HaloProbe: a Bayesian probe that detects and reduces object hallucinations in image captions without changing the model
Large vision-language models can name objects that are not actually in an image. This paper studies that problem, which is called object hallucination, and shows that popular detection methods based on averaged attention values can be misleading. The authors find that two hidden factors — the token’s position in the caption and whether an object is repeated — can flip or erase attention-based trends. That statistical reversal is an instance of Simpson’s paradox and makes coarse attention analysis unreliable.
To fix this, the researchers introduce HaloProbe, a Bayesian framework for token-level hallucination detection. HaloProbe separates two kinds of information: internal signals from the model’s decoding dynamics (for example, attention patterns at the level of individual layers and heads, and logit-based confidence) and external caption statistics (for example, where a token appears in the sentence and whether it is a repeated mention). The system uses balanced training to learn internal evidence without being biased by the imbalanced counts of correct versus hallucinated tokens. It then learns a prior over the external features and combines both parts to estimate the true posterior probability that a token is hallucinated.
Crucially, HaloProbe is used as an external probe rather than by changing the model’s internals. The authors show how the probe’s token-level scores can guide non-invasive mitigation during decoding. One method they test is a beam-search strategy that re-ranks candidate captions by HaloProbe’s scores. They also evaluate simple post-processing rescoring. Because these methods do not alter attention or other internal weights, they aim to preserve the model’s usual fluency and word choices while reducing hallucinations.

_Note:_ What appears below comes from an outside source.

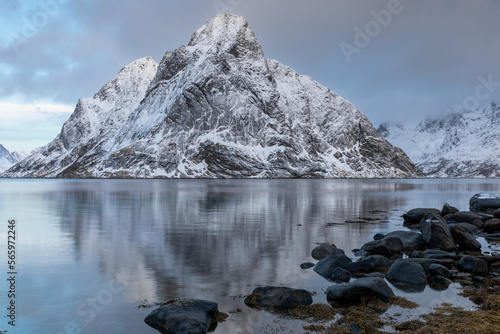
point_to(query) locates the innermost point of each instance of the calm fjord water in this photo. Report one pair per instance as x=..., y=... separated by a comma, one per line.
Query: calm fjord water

In experiments on the MSCOCO image-caption dataset, and measured with the CHAIR metric (a metric for caption hallucinations), HaloProbe-guided decoding reduced hallucinations more effectively than state-of-the-art intervention-based methods. The paper argues that some intervention methods can hurt fluency or produce unnatural text because they change how the model normally operates. HaloProbe avoids those side effects by keeping the model’s internal dynamics intact and only using an external signal to pick better outputs.